Minnesota's attorney general on Wednesday sued two Texas companies she said falsely represented their discounted health care plans as medical insurance to thousands of customers. The companies used words such as "premium" and "copay," and promised to cover 80 percent of medical expenses from a vast network of hospitals and doctors to persuade 4,600 customers in Minnesota they were buying an insurance policy, Attorney General Lori Swanson. Direct Medical Network Solutions Inc, and Association Healthcare Management Inc. provide limited discounted medical services through certain doctors and clinics, but their plans are not insurance policies, Swanson said.

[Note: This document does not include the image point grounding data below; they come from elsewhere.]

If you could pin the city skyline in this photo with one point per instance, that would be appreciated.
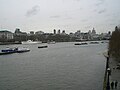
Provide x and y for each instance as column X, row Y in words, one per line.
column 68, row 15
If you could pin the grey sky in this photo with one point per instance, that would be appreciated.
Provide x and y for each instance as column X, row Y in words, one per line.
column 69, row 15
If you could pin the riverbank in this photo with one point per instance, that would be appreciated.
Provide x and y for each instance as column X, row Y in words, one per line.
column 115, row 73
column 8, row 43
column 112, row 74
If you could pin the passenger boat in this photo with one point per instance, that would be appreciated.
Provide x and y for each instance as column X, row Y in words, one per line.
column 21, row 50
column 14, row 50
column 94, row 42
column 81, row 43
column 51, row 42
column 42, row 46
column 8, row 51
column 31, row 42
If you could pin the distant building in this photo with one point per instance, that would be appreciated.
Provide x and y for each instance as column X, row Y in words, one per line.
column 58, row 31
column 6, row 35
column 31, row 32
column 54, row 31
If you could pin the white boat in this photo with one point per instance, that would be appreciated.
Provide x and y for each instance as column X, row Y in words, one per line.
column 31, row 42
column 21, row 50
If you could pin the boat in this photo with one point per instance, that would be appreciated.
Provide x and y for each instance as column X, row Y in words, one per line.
column 31, row 42
column 8, row 51
column 21, row 50
column 81, row 43
column 94, row 42
column 42, row 46
column 51, row 42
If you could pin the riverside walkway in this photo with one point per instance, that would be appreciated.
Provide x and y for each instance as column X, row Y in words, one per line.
column 115, row 73
column 112, row 74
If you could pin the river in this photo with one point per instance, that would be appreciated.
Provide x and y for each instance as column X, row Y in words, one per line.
column 61, row 66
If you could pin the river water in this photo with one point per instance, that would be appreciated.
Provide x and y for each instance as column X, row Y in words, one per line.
column 61, row 66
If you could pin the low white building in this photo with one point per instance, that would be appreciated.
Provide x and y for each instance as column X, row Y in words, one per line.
column 4, row 34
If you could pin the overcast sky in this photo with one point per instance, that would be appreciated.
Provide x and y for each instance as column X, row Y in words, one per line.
column 68, row 15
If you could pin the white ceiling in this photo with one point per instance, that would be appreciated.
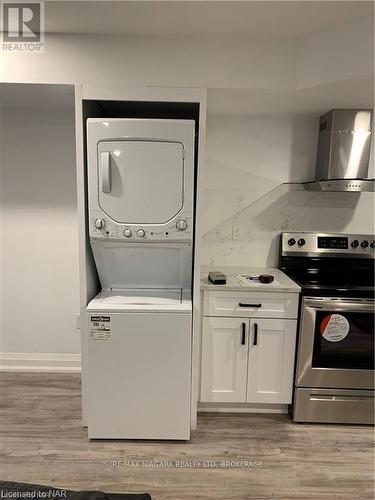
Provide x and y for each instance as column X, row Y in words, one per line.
column 279, row 19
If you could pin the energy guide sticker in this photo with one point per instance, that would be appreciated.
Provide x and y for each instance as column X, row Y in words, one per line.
column 334, row 327
column 100, row 328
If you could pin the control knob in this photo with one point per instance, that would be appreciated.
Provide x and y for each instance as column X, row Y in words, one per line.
column 181, row 225
column 99, row 223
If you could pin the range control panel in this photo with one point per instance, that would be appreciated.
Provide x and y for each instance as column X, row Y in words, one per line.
column 352, row 245
column 103, row 227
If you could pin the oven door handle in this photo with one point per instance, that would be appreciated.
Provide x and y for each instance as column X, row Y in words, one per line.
column 330, row 305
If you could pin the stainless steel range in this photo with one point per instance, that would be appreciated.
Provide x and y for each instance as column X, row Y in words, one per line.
column 334, row 380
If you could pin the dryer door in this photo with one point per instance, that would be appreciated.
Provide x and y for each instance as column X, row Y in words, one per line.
column 141, row 181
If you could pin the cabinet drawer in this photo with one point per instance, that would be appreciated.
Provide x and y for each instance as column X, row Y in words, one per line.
column 250, row 304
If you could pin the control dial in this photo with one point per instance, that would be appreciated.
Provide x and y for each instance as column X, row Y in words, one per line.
column 181, row 225
column 99, row 223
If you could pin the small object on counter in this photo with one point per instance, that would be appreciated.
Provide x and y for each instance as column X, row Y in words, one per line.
column 263, row 278
column 217, row 278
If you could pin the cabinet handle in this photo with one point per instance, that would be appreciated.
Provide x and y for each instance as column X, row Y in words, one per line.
column 243, row 335
column 255, row 334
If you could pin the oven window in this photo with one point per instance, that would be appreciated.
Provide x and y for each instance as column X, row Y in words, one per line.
column 344, row 340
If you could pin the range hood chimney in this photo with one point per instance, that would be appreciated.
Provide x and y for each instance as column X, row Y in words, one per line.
column 342, row 162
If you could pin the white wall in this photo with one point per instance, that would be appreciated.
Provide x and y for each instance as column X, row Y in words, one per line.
column 39, row 240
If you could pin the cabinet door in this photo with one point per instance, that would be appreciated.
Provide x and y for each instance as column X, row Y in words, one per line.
column 271, row 360
column 224, row 359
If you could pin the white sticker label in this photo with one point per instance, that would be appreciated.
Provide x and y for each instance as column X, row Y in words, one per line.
column 334, row 327
column 100, row 328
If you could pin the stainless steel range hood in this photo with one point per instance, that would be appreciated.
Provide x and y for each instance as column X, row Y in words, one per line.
column 342, row 162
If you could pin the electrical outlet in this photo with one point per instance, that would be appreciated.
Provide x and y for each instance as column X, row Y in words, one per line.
column 236, row 234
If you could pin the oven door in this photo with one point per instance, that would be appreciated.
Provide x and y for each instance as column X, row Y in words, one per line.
column 336, row 343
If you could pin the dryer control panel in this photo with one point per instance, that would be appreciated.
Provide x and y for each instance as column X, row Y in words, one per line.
column 103, row 227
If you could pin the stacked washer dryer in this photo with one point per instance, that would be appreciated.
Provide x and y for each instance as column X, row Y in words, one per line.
column 141, row 227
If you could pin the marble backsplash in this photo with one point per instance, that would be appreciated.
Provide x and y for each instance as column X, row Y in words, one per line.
column 288, row 207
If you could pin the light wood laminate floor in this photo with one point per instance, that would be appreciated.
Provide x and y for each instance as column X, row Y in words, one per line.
column 42, row 441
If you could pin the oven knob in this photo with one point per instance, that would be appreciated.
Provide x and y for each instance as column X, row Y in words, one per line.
column 181, row 225
column 99, row 223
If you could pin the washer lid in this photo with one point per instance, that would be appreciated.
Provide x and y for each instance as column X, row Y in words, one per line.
column 141, row 181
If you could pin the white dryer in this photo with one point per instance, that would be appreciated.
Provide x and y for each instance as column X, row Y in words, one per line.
column 141, row 226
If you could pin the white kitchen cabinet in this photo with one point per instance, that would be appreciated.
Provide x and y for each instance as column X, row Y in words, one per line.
column 271, row 360
column 224, row 359
column 248, row 359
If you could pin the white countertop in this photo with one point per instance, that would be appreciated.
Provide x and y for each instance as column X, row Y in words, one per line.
column 281, row 282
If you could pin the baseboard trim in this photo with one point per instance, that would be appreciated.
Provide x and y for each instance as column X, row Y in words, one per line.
column 242, row 408
column 39, row 362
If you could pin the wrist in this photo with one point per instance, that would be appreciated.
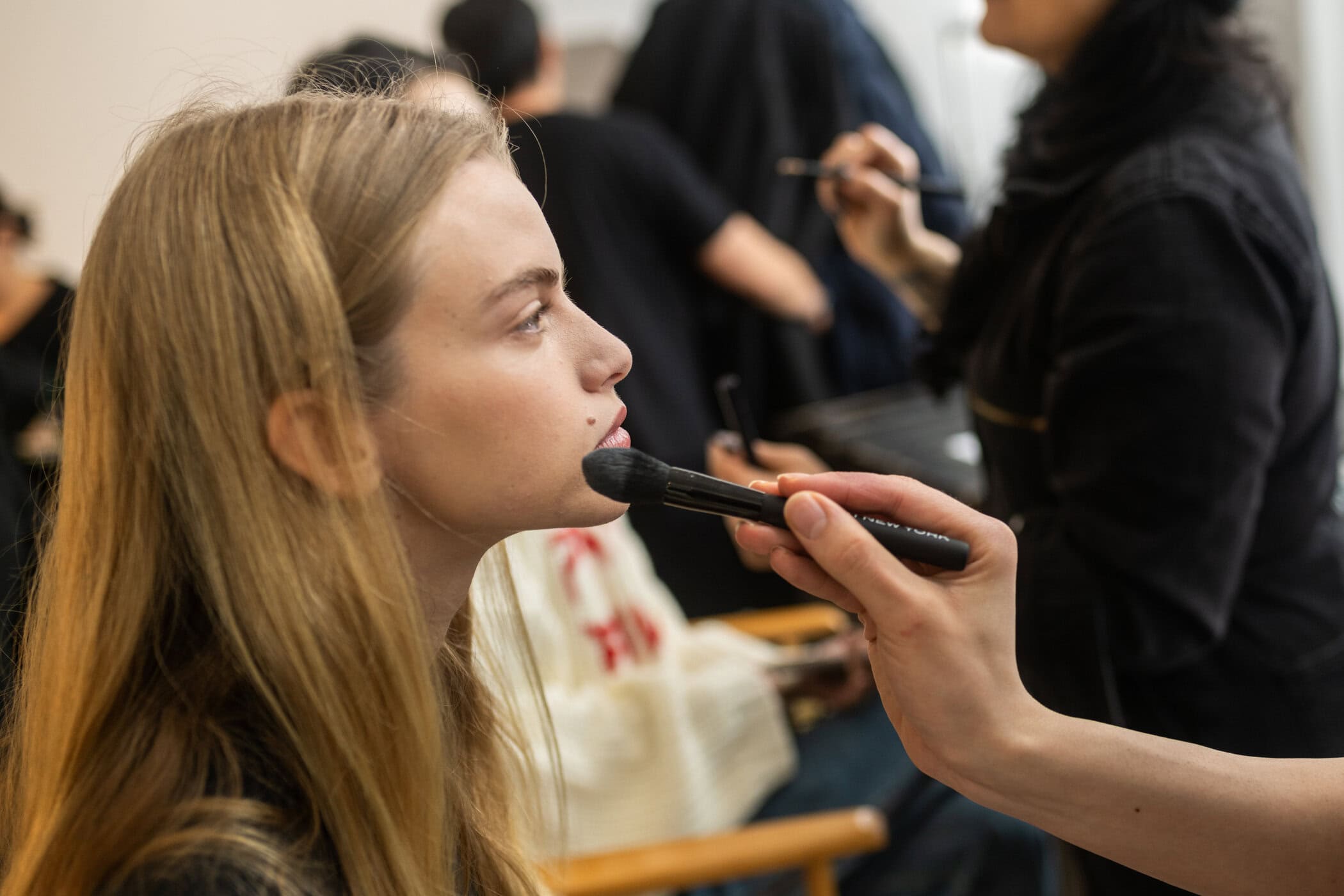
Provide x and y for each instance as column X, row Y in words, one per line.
column 1005, row 761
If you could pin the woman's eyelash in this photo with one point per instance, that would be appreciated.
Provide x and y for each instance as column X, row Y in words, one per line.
column 534, row 323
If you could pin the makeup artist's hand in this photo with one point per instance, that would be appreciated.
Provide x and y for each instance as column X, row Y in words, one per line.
column 941, row 643
column 882, row 223
column 724, row 460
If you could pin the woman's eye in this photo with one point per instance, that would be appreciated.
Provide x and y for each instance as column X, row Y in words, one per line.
column 534, row 323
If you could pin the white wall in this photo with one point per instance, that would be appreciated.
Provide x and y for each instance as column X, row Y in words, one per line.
column 84, row 76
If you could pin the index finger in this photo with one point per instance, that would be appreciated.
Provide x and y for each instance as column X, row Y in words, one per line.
column 898, row 499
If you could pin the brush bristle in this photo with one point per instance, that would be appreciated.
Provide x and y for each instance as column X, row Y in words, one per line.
column 627, row 476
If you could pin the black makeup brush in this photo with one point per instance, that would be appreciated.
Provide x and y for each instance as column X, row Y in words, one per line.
column 794, row 167
column 634, row 477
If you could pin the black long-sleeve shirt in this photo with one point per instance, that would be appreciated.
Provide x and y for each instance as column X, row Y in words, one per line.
column 1155, row 386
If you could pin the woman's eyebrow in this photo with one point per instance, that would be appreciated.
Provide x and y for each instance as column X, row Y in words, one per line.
column 532, row 277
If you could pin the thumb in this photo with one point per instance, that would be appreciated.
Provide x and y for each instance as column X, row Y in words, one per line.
column 834, row 539
column 870, row 188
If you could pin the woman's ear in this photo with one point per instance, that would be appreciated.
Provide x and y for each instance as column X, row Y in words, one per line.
column 303, row 436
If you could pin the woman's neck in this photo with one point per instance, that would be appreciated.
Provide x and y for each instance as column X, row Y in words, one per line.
column 442, row 563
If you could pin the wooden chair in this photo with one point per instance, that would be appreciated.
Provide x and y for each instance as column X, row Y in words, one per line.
column 807, row 843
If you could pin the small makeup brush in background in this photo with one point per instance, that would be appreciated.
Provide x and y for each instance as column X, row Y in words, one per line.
column 795, row 167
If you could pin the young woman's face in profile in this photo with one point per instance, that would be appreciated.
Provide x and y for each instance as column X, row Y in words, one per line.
column 503, row 383
column 1046, row 31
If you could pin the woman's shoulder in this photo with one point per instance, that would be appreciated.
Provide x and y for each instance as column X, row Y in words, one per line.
column 1242, row 164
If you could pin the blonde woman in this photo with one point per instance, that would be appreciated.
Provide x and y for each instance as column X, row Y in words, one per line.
column 320, row 362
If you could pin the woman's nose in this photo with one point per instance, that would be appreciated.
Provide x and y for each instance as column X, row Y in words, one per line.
column 609, row 360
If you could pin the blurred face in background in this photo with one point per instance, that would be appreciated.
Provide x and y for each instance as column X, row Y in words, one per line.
column 1044, row 31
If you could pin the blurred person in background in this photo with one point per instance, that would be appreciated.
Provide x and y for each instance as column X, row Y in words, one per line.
column 33, row 308
column 746, row 83
column 648, row 243
column 1149, row 344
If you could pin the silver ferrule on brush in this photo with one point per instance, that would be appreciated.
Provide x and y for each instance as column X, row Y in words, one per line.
column 691, row 491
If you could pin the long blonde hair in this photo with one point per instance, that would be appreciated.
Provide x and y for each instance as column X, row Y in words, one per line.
column 204, row 617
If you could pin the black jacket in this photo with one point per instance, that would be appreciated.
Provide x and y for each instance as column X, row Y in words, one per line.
column 1153, row 369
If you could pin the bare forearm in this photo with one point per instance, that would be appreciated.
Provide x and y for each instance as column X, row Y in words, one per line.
column 924, row 284
column 1198, row 819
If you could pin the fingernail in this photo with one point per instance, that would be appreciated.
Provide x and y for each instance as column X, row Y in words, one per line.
column 805, row 516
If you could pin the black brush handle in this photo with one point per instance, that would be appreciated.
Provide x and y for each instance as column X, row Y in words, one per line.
column 902, row 540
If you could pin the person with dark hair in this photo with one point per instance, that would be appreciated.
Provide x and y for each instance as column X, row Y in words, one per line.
column 33, row 307
column 648, row 241
column 1149, row 344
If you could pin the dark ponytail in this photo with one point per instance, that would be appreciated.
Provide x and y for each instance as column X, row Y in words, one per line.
column 1147, row 65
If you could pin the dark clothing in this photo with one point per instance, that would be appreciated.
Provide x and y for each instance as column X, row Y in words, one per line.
column 29, row 369
column 941, row 844
column 1153, row 367
column 746, row 83
column 31, row 360
column 630, row 212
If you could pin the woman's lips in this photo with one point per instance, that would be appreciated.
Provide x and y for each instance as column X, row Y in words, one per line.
column 616, row 437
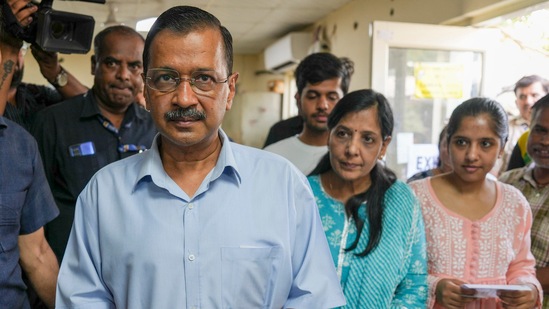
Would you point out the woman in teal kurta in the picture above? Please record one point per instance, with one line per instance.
(385, 265)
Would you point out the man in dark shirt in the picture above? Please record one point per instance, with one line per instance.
(26, 203)
(79, 136)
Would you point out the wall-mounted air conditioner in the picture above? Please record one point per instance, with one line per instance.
(284, 54)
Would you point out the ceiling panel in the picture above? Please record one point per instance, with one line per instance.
(254, 23)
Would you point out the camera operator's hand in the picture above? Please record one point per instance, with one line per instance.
(22, 9)
(48, 62)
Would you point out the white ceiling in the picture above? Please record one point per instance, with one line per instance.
(254, 24)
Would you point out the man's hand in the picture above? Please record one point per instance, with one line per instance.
(450, 295)
(48, 62)
(519, 299)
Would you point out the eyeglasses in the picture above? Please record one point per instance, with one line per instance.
(167, 80)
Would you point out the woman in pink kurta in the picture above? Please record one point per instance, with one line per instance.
(477, 229)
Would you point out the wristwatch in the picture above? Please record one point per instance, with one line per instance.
(61, 79)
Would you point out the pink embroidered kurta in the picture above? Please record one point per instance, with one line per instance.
(492, 250)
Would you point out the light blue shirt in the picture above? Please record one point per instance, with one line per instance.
(251, 237)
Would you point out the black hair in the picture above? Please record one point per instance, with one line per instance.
(539, 106)
(441, 137)
(319, 67)
(382, 177)
(526, 81)
(477, 106)
(184, 20)
(99, 40)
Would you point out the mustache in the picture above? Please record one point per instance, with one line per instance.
(185, 113)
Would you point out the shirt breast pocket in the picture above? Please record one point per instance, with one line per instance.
(11, 205)
(247, 275)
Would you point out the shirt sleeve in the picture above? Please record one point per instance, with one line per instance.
(315, 283)
(40, 207)
(522, 268)
(80, 283)
(412, 291)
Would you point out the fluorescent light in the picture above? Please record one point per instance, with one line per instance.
(145, 24)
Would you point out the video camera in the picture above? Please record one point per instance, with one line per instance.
(52, 30)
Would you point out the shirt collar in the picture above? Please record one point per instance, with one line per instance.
(153, 170)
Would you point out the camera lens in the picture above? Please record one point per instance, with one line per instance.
(58, 30)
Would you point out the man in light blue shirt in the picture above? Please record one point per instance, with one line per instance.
(197, 221)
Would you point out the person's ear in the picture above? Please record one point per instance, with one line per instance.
(93, 64)
(232, 90)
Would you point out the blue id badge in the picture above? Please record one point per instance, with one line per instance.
(84, 149)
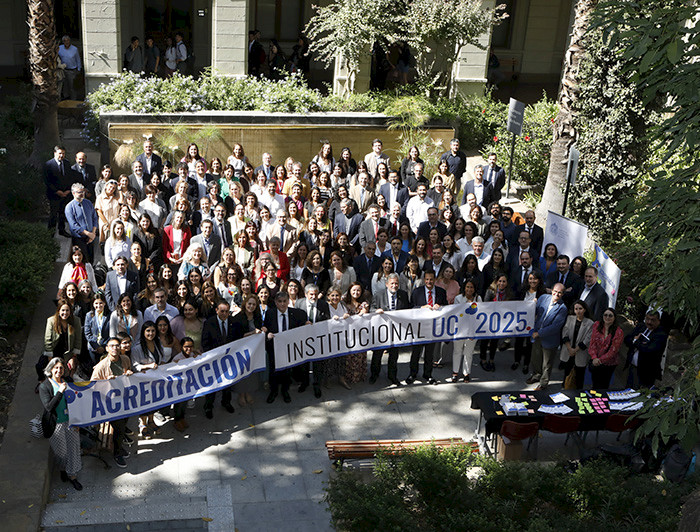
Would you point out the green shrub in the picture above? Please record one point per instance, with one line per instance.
(27, 259)
(532, 148)
(430, 490)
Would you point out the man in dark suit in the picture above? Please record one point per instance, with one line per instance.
(220, 330)
(86, 174)
(138, 180)
(456, 162)
(483, 191)
(316, 310)
(572, 282)
(366, 264)
(279, 318)
(120, 281)
(57, 178)
(519, 275)
(370, 227)
(524, 244)
(593, 294)
(151, 162)
(495, 175)
(536, 232)
(432, 297)
(647, 344)
(394, 191)
(396, 254)
(393, 298)
(436, 264)
(424, 228)
(266, 167)
(395, 220)
(347, 222)
(209, 241)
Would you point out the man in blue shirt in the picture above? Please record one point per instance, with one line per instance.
(70, 56)
(550, 317)
(82, 221)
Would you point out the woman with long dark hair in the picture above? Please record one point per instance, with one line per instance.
(604, 349)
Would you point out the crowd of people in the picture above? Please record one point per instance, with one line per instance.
(181, 257)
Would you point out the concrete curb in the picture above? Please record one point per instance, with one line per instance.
(24, 463)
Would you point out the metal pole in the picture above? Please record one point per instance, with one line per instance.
(510, 168)
(566, 189)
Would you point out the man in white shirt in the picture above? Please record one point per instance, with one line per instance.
(417, 207)
(271, 199)
(482, 257)
(160, 308)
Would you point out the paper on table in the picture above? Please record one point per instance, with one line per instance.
(558, 397)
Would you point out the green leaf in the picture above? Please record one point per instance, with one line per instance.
(674, 51)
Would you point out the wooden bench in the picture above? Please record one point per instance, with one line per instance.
(340, 450)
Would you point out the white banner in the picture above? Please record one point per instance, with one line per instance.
(568, 235)
(140, 393)
(401, 328)
(608, 273)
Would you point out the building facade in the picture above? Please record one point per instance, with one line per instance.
(529, 45)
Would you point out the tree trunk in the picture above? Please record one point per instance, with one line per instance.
(43, 59)
(564, 130)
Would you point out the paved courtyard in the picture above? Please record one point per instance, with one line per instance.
(265, 467)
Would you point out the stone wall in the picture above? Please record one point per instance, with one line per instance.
(281, 134)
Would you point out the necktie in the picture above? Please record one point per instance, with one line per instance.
(222, 231)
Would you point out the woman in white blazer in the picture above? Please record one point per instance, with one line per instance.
(575, 338)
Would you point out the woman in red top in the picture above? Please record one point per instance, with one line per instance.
(604, 349)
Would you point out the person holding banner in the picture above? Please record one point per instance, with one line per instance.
(64, 439)
(111, 366)
(498, 291)
(463, 350)
(431, 297)
(280, 318)
(219, 330)
(392, 298)
(316, 310)
(550, 317)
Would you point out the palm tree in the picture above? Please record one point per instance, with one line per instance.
(564, 130)
(43, 58)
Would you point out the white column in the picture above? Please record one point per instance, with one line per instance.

"Health discount plans are not insurance policies and they don't provide financial protection if you get sick," Swanson said … Swanson said the weak economy and expensive premiums have pushed many to seek alternatives to insurance.
Swanson estimated that the two companies' customers in Minnesota had lost millions of dollars. She said her office was investigating similar complaints about roughly a dozen other companies.
Gary Sween, a 63-year-old retired salesman said he had been struggling to get insurance because of a spinal condition. A Direct Medical representative called and offered him insurance for a $150 application fee plus $380 monthly premiums. Once the policy information arrived in the mail, he realized he had not bought insurance. After multiple phone calls, he canceled his plan but lost the application fee.